Le Maire a pris un arrêté municipal pour une dérogation exceptionnelle s’agissant de la distribution de tracts, la pose ou le placardage d’affiches réalisées par les associations locales de dégustations. Et surtout pour l’organisation de la compétition permettant de boire "officiellement" le jour de l’ouverture du Beaujolais nouveau.

Bien sûr la maréchaussée s'associe pour ne pas être en reste et surtout suivre l'équité des opérations sur le terrain ; une équipe de deux compétiteurs s'est inscrite, comme il se doit.

Chaque compétiteur vient avec un parrain qui s’assure de ramener son filleul à la maison. On est très sérieux dans la commune de "Toujours-Bourré".

[10 : 30, nous voilà déjà tous accoudés au bar]

Je me dis que l’expression "pilier de bar" vient sans doute de cette façon de se tenir au comptoir. Chaque "athlète-buveur", et je pèse mes mots, porte une chasuble avec un dossard dans le dos. Et moi, j'arbore le numéro 1, celui des "vineurs" [1]. La tenue est très simple : salopette, jean, ou survêtement et débardeur.

Par contre, une ceinture de force s'impose, équipée d’un anneau avec mousqueton pour s’attacher à la rampe du zinc. Très utile, afin de limiter les chutes, les bousculades et surtout passer le cap des 10 verres à déguster.

Il y a du reste un pourcentage très faible de morts ! Ca vous fait rire ? Pas moi ! Vin Dieu !

Et de tout' façon, les pompiers surveillent depuis l’extérieur du café. Ils n'entrent pas à cause des effluves.

Juste avant l’épreuve et pour éviter des coups de fatigue prématurés, Lucette sert des cochonnailles, histoire de préparer les palais.
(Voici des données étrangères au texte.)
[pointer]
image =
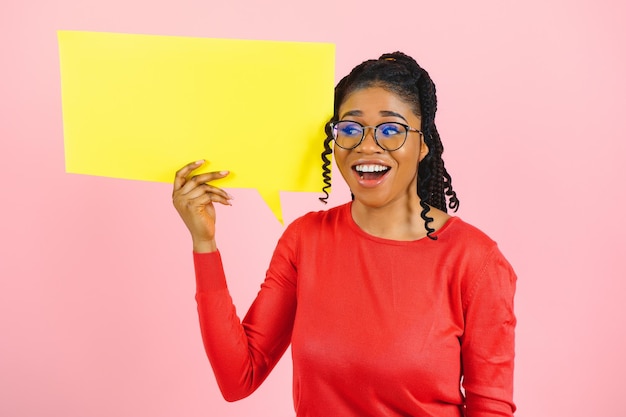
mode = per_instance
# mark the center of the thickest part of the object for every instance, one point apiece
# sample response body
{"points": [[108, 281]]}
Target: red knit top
{"points": [[377, 327]]}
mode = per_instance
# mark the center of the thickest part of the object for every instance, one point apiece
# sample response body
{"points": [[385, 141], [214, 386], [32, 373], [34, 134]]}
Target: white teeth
{"points": [[371, 168]]}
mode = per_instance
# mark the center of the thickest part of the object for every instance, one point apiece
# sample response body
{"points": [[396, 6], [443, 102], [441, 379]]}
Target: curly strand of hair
{"points": [[427, 220], [326, 167]]}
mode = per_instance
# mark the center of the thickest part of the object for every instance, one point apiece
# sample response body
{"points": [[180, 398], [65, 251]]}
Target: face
{"points": [[395, 173]]}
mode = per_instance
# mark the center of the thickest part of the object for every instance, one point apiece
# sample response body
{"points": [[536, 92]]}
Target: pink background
{"points": [[97, 316]]}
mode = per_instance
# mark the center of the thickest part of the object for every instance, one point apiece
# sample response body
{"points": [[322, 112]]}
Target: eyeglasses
{"points": [[389, 135]]}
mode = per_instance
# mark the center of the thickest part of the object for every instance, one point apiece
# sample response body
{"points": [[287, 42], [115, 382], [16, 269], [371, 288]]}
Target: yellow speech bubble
{"points": [[141, 106]]}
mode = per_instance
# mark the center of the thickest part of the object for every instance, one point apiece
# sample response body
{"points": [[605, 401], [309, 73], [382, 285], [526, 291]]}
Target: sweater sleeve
{"points": [[487, 346], [242, 353]]}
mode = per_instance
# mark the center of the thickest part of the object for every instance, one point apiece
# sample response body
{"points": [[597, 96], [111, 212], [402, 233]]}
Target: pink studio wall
{"points": [[97, 316]]}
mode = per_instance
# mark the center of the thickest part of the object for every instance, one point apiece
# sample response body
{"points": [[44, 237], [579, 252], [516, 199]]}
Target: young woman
{"points": [[392, 306]]}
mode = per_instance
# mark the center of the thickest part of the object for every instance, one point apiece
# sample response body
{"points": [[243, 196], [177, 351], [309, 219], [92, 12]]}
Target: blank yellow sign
{"points": [[140, 107]]}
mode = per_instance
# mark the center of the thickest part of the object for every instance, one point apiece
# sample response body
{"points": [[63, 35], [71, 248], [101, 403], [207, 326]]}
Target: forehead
{"points": [[375, 99]]}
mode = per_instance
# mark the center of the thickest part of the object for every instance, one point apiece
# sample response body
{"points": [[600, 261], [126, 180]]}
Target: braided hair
{"points": [[402, 75]]}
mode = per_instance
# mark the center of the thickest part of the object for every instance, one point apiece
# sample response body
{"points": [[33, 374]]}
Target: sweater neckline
{"points": [[347, 212]]}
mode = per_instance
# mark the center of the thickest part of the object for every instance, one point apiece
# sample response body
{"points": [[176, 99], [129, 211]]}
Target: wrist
{"points": [[204, 246]]}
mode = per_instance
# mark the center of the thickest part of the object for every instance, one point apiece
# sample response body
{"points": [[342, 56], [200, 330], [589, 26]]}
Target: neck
{"points": [[397, 220]]}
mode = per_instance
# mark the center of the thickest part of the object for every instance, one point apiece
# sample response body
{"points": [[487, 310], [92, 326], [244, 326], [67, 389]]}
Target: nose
{"points": [[368, 144]]}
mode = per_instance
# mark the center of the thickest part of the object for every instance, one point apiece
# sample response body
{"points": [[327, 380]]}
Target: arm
{"points": [[242, 354], [488, 344]]}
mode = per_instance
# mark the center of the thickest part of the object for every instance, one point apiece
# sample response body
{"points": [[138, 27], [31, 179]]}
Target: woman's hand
{"points": [[193, 198]]}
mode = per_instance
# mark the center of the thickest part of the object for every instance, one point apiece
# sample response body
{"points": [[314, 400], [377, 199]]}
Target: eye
{"points": [[388, 130], [350, 129]]}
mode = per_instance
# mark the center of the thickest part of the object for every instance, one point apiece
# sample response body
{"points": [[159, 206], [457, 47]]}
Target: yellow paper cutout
{"points": [[141, 106]]}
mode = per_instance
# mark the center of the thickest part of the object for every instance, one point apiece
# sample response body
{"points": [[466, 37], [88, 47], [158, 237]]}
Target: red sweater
{"points": [[377, 327]]}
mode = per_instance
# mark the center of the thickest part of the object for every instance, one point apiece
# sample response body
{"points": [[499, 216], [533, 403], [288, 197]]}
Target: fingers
{"points": [[192, 187], [204, 194], [181, 174]]}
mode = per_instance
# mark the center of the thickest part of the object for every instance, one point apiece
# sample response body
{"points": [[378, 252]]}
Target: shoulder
{"points": [[316, 219], [464, 235]]}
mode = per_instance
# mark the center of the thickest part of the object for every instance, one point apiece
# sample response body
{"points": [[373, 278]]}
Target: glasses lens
{"points": [[347, 134], [391, 136]]}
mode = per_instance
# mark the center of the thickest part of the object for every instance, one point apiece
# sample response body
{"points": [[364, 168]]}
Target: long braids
{"points": [[402, 75]]}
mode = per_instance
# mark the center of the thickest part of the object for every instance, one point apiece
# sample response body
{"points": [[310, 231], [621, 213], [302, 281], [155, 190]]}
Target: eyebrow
{"points": [[384, 113]]}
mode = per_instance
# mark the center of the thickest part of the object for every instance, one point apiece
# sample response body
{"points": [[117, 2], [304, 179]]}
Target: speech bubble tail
{"points": [[272, 199]]}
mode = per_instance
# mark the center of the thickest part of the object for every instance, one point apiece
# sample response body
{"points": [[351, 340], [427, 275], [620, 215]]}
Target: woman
{"points": [[392, 306]]}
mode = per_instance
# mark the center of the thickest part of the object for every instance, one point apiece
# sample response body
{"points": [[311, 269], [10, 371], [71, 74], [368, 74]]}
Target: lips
{"points": [[370, 174]]}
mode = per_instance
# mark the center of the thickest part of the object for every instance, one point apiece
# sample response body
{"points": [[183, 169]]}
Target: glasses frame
{"points": [[333, 129]]}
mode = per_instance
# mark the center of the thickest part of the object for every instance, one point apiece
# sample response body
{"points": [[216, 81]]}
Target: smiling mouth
{"points": [[371, 171]]}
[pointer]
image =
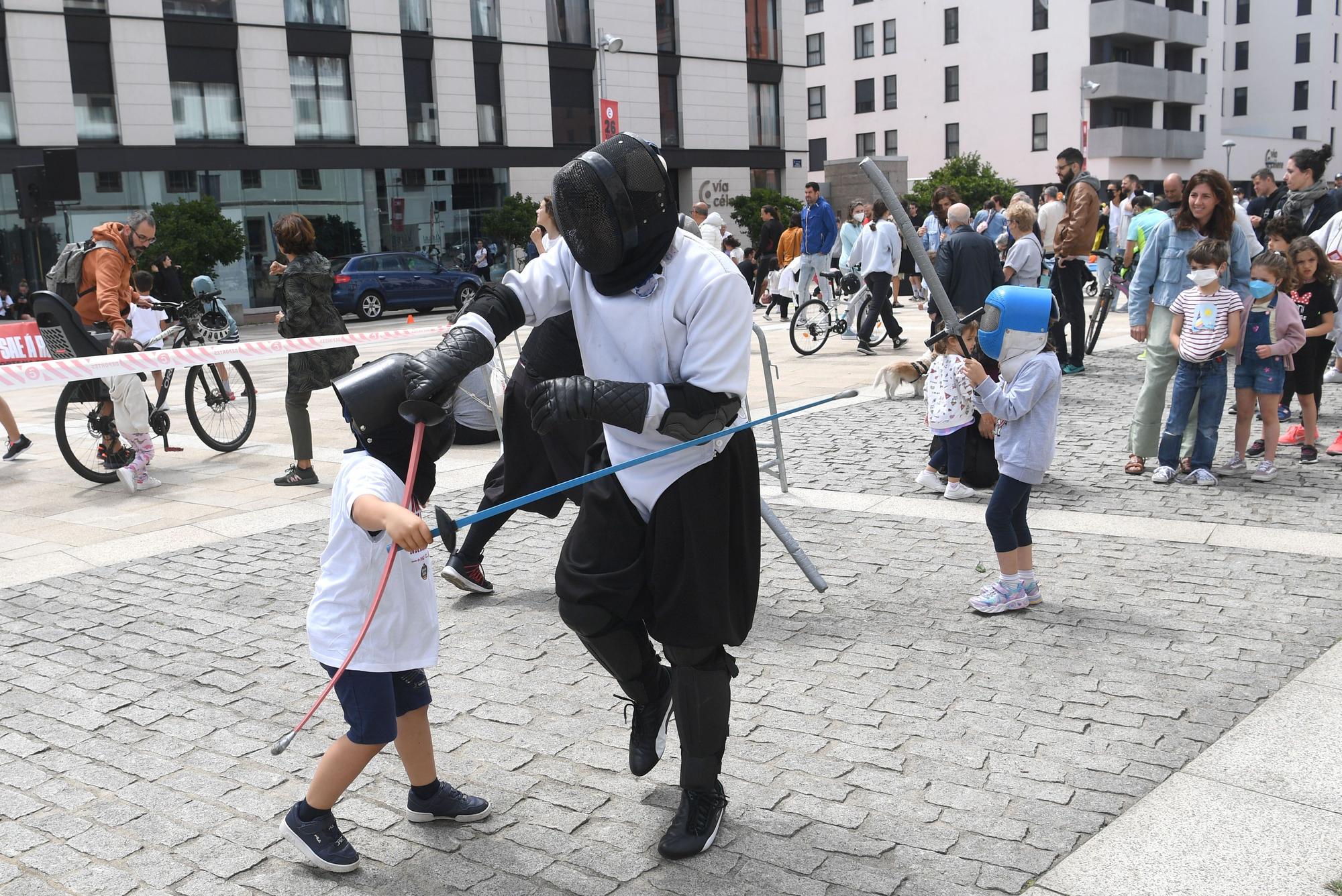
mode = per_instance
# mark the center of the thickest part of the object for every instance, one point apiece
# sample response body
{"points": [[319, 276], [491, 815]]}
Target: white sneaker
{"points": [[1163, 475], [959, 492], [928, 481]]}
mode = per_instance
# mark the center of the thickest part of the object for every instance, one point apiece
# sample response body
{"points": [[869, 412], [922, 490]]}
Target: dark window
{"points": [[864, 45], [669, 100], [572, 120], [865, 96], [815, 103], [1039, 132]]}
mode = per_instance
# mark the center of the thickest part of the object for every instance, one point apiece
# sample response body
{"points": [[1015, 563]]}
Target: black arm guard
{"points": [[697, 412], [619, 404]]}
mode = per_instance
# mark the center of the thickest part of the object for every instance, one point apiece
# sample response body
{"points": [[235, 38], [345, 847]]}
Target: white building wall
{"points": [[40, 77]]}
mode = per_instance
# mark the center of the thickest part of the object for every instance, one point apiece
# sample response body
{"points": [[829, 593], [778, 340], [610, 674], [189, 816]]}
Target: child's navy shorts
{"points": [[374, 701]]}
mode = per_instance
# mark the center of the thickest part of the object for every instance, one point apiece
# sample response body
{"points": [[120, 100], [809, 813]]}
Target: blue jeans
{"points": [[1206, 384]]}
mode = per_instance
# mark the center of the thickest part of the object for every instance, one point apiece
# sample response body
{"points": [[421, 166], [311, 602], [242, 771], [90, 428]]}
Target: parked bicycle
{"points": [[222, 410]]}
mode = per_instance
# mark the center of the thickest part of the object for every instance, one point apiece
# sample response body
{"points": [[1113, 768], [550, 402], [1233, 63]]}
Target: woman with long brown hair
{"points": [[1207, 211]]}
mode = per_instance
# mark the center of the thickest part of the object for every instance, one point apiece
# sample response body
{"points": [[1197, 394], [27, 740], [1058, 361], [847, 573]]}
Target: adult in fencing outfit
{"points": [[669, 549]]}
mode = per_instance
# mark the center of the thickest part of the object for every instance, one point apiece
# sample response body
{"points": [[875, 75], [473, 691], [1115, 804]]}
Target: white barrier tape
{"points": [[45, 374]]}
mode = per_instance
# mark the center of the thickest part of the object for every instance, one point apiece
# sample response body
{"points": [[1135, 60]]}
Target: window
{"points": [[323, 107], [764, 115], [1039, 132], [489, 104], [669, 101], [865, 96], [864, 45], [817, 50], [763, 30], [815, 103], [316, 13], [421, 105], [1039, 21], [485, 19]]}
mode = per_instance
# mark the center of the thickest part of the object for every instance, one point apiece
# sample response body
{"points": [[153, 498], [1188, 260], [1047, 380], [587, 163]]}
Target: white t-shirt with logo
{"points": [[405, 631]]}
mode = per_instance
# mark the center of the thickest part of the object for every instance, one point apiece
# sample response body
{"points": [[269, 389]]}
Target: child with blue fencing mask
{"points": [[1015, 332]]}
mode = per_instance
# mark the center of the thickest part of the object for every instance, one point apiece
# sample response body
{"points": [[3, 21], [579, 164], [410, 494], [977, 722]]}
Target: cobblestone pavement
{"points": [[885, 740]]}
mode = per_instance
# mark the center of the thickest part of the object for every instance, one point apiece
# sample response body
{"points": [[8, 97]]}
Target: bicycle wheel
{"points": [[878, 333], [811, 327], [81, 429], [221, 422]]}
[Dès 11 : 00, la compétition commence]

L’objectif est simple : boire dix ballons d’affilée. Le classement final ne s’effectue que sur le dixième verre, le seul qui compte car à tout moment, on peut être éliminé. À chaque étape, il faut indiquer la qualité du vin sur un papier ou bien répondre "clairement" (en articulant) à une question, ou bien encore renseigner (sans trembler) un document, une photographie relative aux coteaux de vignobles. Le Gamais s'avère très répandu dans bien des régions entre Dijon et Macon, puis plus au sud vers Lyon.

Tout cela nécessite des connaissances techniques et un entrainement sévère fait de dégustations pour affiner tous les sens.

Ainsi, pour l’œil, on passe des heures à lire des magazines spécialisés et évocateurs.

Mais non, non et non ! Ce n'est pas du tout ce à quoi vous pourriez songer.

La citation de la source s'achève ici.